Desempenho do Índice e Expectativas Futuras
A divulgação ocorreu nesta sexta-feira, 24, no Rio de Janeiro, e o resultado é considerado o mesmo de dezembro do ano passado, quando o índice atingiu seu maior patamar. Na média móvel trimestral, houve um aumento de 0,6 ponto, alcançando 87,8 pontos.
A economista do Ibre, Anna Carolina Gouveia, destacou que a melhora na percepção do presente da economia foi crucial para a alta da confiança do consumidor. Além da inflação controlada, o mercado de trabalho também mostrou robustez.
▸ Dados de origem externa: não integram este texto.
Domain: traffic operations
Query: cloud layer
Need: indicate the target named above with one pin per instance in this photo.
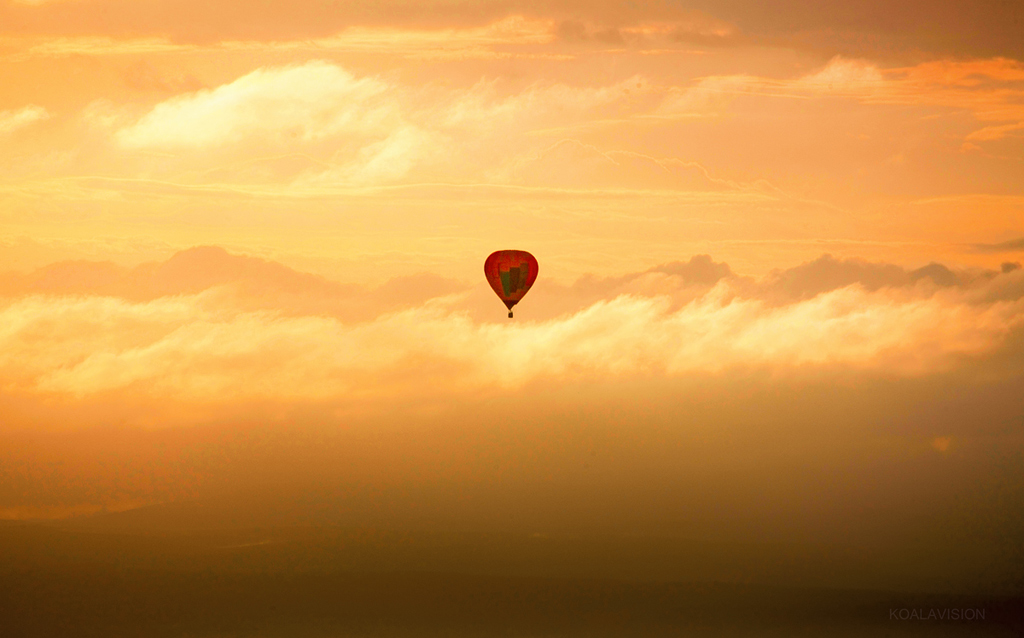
(209, 327)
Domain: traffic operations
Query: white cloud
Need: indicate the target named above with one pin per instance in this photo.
(206, 347)
(300, 102)
(11, 121)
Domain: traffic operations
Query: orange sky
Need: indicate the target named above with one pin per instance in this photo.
(256, 217)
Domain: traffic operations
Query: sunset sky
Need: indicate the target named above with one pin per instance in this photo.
(780, 292)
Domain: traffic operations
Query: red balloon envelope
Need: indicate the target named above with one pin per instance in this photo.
(510, 273)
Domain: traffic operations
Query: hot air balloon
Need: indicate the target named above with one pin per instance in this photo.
(510, 273)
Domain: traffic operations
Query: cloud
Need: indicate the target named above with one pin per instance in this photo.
(216, 344)
(1010, 246)
(11, 121)
(306, 102)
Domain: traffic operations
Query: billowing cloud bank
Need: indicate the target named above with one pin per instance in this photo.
(211, 327)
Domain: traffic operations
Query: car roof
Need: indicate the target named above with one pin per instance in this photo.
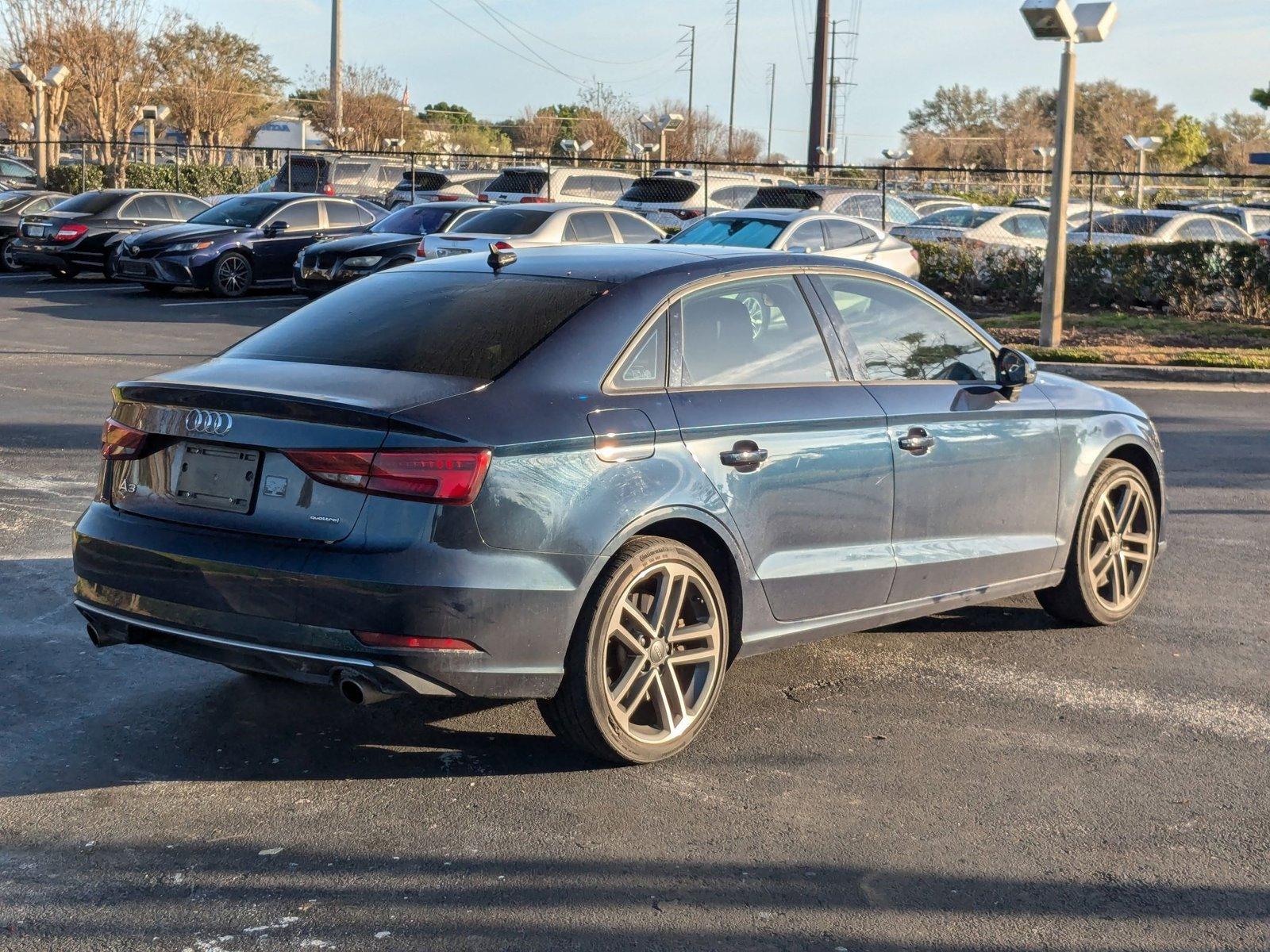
(619, 264)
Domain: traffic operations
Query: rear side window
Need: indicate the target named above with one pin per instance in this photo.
(461, 324)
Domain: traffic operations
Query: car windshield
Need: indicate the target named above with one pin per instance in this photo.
(414, 220)
(738, 232)
(459, 324)
(1130, 224)
(958, 219)
(241, 213)
(505, 221)
(12, 200)
(90, 202)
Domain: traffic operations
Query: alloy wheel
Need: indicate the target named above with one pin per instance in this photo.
(1121, 543)
(664, 653)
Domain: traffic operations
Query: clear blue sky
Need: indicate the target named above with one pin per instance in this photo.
(1202, 55)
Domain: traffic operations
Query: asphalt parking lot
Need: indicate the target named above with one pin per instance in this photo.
(981, 780)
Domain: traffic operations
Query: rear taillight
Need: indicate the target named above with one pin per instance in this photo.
(444, 476)
(376, 639)
(70, 232)
(120, 441)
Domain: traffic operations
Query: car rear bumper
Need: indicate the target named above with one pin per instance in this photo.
(291, 608)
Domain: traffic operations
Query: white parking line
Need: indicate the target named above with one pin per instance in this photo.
(237, 301)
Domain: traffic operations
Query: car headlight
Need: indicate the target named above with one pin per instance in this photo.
(190, 247)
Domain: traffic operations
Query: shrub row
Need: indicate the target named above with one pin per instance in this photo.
(1185, 278)
(190, 179)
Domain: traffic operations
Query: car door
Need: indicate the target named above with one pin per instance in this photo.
(797, 451)
(976, 473)
(276, 251)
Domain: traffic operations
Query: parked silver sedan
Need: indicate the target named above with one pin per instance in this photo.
(541, 224)
(810, 232)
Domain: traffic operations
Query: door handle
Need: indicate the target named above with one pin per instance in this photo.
(746, 456)
(918, 442)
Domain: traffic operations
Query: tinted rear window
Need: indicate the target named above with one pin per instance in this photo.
(505, 221)
(90, 202)
(785, 197)
(658, 188)
(461, 324)
(530, 182)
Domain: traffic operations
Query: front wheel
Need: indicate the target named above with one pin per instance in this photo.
(1113, 550)
(648, 655)
(232, 277)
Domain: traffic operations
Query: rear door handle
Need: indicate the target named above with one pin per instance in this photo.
(746, 456)
(918, 442)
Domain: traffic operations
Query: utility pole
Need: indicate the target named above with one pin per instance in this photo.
(736, 44)
(689, 59)
(772, 106)
(816, 130)
(337, 65)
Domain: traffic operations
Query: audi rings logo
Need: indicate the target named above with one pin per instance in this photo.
(210, 422)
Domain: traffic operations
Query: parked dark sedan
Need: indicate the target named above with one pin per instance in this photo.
(582, 478)
(238, 244)
(83, 232)
(389, 243)
(13, 206)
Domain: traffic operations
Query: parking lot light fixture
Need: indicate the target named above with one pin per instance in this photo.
(1085, 23)
(1142, 145)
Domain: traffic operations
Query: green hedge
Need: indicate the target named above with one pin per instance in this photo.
(190, 179)
(1187, 277)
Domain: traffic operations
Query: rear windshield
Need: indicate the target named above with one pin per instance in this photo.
(413, 220)
(90, 202)
(958, 219)
(503, 221)
(660, 188)
(785, 197)
(460, 324)
(529, 182)
(1130, 224)
(737, 232)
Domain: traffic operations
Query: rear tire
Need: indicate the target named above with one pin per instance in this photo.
(647, 660)
(232, 276)
(1113, 550)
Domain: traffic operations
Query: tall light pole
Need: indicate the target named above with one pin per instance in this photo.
(38, 88)
(732, 99)
(1142, 145)
(337, 67)
(1087, 23)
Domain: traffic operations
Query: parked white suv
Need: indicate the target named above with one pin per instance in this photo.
(671, 197)
(535, 183)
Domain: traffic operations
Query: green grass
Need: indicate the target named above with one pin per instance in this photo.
(1064, 355)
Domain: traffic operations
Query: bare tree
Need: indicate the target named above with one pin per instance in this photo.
(217, 84)
(106, 46)
(31, 36)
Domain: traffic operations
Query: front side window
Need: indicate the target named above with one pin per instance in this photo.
(901, 336)
(751, 333)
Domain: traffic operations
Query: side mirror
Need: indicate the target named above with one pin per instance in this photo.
(1015, 370)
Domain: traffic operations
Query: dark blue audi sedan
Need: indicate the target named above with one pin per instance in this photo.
(597, 476)
(238, 244)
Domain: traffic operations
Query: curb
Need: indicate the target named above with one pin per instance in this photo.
(1132, 372)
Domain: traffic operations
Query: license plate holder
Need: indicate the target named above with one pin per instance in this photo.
(213, 476)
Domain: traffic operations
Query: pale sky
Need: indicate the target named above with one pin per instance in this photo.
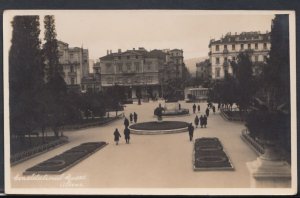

Ela sugere que a isenção do imposto de renda pode ter proporcionado alívio pontual para famílias de baixa renda, ajudando nesse aumento de confiança.
Os dois componentes do ICC melhoraram, sendo que o Indicador da Situação Atual (ISA) cresceu 2,1 pontos, alcançando 85,3 pontos. O Indicador de Expectativa (IE) registrou um leve aumento de 0,2 ponto, atingindo 92,3 pontos. O principal fator que impulsionou essa alta em abril foi a avaliação da situação financeira atual das famílias, que subiu 3,9 pontos.
Quanto à análise por faixa de renda, os consumidores com renda mensal de até R$ 2,1 mil apresentaram a maior melhora, com um aumento de 3,4 pontos em abril, seguindo uma alta de 5,4 pontos em março. Apesar disso, a economista alertou que a incerteza sobre os impactos da guerra externa na inflação pode comprometer a confiança futura. O endividamento elevado também é uma preocupação e, embora tenha havido melhorias pontuais, a resolução deste problema é lenta.